In tre dialoghi con il fondatore di Slow Food, Carlo Petrini, sul tema dell'ecologia integrale, Francesco allarga la riflessione alla questione più ampia del piacere. E si dice contrario alla visione del gastronomo secondo cui la Chiesa lo ha sempre condannato: "Questo è un moralismo che non ha senso e che casomai può essere stato, in qualche epoca, una cattiva interpretazione del messaggio cristiano”
“Il piacere di mangiare così come il piacere sessuale vengono da Dio”. Ad affermarlo è Papa Francesco nel libro-intervista scritto con il fondatore di Slow Food, Carlo Petrini, intitolato Terrafutura (Giunti). Il volume raccoglie tre dialoghi con Bergoglio sull’ecologia integrale avvenuti dal maggio 2018 al luglio 2020. “La Chiesa – spiega il Papa – ha condannato il piacere inumano, rozzo, volgare, ma al contrario il piacere umano, sobrio, morale lo ha sempre accettato. Il piacere arriva direttamente da Dio, non è cattolico né cristiano né altro, è semplicemente divino. Il piacere di mangiare serve per far sì che mangiando ci si mantenga in buona salute, così come il piacere sessuale è fatto per rendere più bello l’amore e garantire la prosecuzione della specie”.

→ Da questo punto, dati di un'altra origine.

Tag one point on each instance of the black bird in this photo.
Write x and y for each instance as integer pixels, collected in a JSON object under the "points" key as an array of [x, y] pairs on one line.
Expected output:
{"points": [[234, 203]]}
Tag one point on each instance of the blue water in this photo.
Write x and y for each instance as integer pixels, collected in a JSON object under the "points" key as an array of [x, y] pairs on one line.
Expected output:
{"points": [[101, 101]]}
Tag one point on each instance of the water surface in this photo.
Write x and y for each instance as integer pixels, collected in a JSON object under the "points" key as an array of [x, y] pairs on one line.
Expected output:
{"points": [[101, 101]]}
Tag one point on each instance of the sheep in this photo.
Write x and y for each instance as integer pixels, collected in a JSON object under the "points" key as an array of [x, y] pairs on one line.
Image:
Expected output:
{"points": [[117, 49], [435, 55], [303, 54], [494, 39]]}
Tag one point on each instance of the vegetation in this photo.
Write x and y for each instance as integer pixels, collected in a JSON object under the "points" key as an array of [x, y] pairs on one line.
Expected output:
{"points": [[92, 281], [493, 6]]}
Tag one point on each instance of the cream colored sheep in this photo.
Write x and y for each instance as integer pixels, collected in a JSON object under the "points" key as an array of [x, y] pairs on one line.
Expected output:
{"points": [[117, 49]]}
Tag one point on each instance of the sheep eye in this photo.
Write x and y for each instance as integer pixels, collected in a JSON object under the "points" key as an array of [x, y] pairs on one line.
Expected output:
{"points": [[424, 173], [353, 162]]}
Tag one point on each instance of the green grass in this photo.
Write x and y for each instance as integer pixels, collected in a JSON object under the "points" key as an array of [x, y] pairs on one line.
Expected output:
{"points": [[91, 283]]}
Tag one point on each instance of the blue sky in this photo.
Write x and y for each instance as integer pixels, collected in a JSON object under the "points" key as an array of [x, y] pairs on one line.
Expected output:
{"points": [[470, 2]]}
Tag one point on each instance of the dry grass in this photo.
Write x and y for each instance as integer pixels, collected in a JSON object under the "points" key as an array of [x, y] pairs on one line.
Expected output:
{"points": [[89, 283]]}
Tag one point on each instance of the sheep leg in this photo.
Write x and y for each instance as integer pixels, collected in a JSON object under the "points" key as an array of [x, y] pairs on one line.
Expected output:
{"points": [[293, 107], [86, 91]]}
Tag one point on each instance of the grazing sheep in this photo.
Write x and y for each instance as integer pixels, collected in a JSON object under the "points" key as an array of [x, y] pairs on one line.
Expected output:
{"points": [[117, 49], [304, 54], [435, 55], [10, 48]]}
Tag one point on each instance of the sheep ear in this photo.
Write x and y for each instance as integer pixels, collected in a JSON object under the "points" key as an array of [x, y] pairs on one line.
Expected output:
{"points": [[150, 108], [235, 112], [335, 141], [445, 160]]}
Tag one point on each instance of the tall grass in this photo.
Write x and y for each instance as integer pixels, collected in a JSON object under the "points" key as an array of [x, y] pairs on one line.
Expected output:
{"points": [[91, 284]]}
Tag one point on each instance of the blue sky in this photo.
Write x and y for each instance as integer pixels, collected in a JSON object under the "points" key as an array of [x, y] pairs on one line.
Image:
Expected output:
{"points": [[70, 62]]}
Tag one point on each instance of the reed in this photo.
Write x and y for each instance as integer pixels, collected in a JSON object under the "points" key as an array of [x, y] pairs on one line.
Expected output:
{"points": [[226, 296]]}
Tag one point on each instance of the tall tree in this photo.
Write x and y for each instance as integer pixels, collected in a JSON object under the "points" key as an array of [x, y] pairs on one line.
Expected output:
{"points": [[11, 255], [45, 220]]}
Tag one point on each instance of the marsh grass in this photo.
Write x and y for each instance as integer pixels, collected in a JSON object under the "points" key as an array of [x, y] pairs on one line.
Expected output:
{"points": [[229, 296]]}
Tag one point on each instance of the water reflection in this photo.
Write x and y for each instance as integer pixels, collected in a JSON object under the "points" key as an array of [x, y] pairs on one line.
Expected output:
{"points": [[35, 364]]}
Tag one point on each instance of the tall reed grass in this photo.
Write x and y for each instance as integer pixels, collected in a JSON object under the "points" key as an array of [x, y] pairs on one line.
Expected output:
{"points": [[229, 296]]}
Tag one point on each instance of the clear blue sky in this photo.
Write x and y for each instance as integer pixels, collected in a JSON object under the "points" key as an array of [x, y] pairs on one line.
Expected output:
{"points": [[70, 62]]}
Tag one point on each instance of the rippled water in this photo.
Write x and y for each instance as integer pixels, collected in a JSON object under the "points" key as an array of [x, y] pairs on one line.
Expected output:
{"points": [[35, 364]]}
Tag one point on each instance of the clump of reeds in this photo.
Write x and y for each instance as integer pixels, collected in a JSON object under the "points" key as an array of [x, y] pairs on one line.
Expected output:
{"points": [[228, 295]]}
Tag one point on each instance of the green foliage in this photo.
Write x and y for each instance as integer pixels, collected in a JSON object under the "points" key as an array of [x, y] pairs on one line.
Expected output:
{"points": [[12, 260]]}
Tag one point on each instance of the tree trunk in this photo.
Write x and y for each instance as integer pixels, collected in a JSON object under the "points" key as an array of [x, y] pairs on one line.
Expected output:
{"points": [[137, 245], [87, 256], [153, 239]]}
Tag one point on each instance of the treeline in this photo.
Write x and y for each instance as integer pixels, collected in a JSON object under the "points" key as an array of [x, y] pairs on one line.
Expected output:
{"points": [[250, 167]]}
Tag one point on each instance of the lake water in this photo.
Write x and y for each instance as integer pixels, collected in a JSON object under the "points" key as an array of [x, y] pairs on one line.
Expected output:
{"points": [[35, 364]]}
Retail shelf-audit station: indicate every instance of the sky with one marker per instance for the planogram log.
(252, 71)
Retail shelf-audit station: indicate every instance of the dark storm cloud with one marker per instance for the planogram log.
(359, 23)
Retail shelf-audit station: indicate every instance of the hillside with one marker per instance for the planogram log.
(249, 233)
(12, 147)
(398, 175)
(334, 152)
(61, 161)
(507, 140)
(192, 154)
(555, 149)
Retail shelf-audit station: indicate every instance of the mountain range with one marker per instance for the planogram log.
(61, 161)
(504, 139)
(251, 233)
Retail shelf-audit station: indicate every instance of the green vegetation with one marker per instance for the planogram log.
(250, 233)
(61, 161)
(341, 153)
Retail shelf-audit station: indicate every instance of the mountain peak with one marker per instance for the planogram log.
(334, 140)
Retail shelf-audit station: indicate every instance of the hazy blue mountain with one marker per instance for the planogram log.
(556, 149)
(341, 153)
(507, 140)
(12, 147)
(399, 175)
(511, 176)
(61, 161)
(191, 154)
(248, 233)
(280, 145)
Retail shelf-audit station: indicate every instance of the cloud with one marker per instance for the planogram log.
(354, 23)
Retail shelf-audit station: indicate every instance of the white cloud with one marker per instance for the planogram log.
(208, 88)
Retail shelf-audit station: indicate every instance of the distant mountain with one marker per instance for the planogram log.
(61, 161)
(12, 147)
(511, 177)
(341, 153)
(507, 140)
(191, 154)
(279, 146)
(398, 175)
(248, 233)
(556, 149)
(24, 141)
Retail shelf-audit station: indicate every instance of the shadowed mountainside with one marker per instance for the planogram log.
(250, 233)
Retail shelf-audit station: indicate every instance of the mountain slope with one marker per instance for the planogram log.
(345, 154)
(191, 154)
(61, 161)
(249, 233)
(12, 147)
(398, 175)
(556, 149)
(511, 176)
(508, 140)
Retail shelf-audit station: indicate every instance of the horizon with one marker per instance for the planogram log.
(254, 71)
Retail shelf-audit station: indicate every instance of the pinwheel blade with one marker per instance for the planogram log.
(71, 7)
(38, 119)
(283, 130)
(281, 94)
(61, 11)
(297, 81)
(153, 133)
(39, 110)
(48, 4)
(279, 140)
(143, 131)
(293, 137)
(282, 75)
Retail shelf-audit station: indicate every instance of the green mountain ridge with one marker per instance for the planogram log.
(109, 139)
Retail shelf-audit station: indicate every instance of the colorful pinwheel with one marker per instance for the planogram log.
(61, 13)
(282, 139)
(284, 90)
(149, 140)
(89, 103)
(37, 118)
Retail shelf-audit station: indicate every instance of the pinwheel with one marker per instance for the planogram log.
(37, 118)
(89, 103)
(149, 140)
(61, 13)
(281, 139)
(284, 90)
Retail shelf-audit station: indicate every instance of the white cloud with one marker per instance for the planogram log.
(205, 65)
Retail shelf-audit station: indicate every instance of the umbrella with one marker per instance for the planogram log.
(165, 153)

A Petrini che sostiene che “la Chiesa cattolica ha sempre un po’ mortificato il piacere, come se fosse qualcosa da evitare”, Francesco replica di non essere d’accordo. E aggiunge: “Quello che dice lei fa riferimento a una moralità bigotta, un moralismo che non ha senso e che casomai può essere stato, in qualche epoca, una cattiva interpretazione del messaggio cristiano”. Bergoglio sottolinea, inoltre, che proprio perché il mangiare e il sesso sono i due atti che garantiscono la sopravvivenza della specie, “Dio li ha fatti bellissimi, pieni di piacere. La rigidità pelagiana ha fatto tanto male, la visione pelagiana ha rifiutato in maniera bigotta il piacere e ha fatto danni enormi che in alcuni casi si sentono fortemente ancora adesso”.
Parole destinate a fare scalpore, ma non nuove nel magistero papale. Parlando ai confratelli gesuiti nella nunziatura apostolica in Mozambico, in occasione del suo quarto viaggio in Africa, nel settembre 2019, Bergoglio aveva spiegato che “una delle dimensioni del clericalismo è la fissazione morale esclusiva sul sesto comandamento. Una volta un gesuita mi disse di stare attento nel dare l’assoluzione, perché i peccati più gravi sono quelli che hanno una maggiore angelicità: orgoglio, arroganza, dominio. E i meno gravi sono quelli che hanno minore angelicità, quali la gola e la lussuria”. E a un gruppo di giovani francesi, ricevuti in Vaticano nel settembre 2018, Francesco aveva detto che “la sessualità, il sesso, è un dono di Dio. Niente tabù. È un dono di Dio, un dono che il Signore ci dà. Ha due scopi: amarsi e generare vita. È una passione, è l’amore appassionato. Il vero amore è appassionato”.
Nel dialogo con Petrini, il Papa rivela anche che “abbastanza di frequente le persone che mi sono più vicine mi avvisano che si sentono in giro commenti cattivi su di me: che non sono più lo stesso di prima, che sto perdendo la rotta perché ho accolto i rom in Vaticano, ho parlato di accoglienza dei migranti e degli ultimi. Io non mi stupisco e non me la prendo”. E sul suo predecessore afferma: “Mi arrabbio quando dicono che Benedetto è un conservatore, Benedetto è stato un rivoluzionario! In tante cose che ha fatto, in tante cose che ha detto, è stato un rivoluzionario. Poi è invecchiato e non ha potuto continuare, ma è stato proprio un rivoluzionario”.
Il dialogo tra Francesco e Petrini nasce dall’enciclica sociale di Bergoglio, Laudato si’, pubblicata nel giugno 2015. Da lì è iniziato un percorso che ha visto Petrini, sostenuto dal vescovo di Rieti, monsignor Domenico Pompili, fondare le Comunità Laudato si’, “gruppi spontanei ed eterogenei di persone delle estrazioni più varie, – come le definisce il loro fondatore – unite dalla volontà di dare gambe al concetto di ecologia integrale, tema cardine dell’enciclica”. Ma poi incontrando Francesco, come racconta lo stesso Petrini, nacque “l’idea di un dialogo che potesse diventare un libro”. Un confronto, come sottolinea il fondatore di Slow Food, tra “un agnostico e un Papa, un ex comunista e un cattolico, un italiano e un argentino, un gastronomo e un teologo”.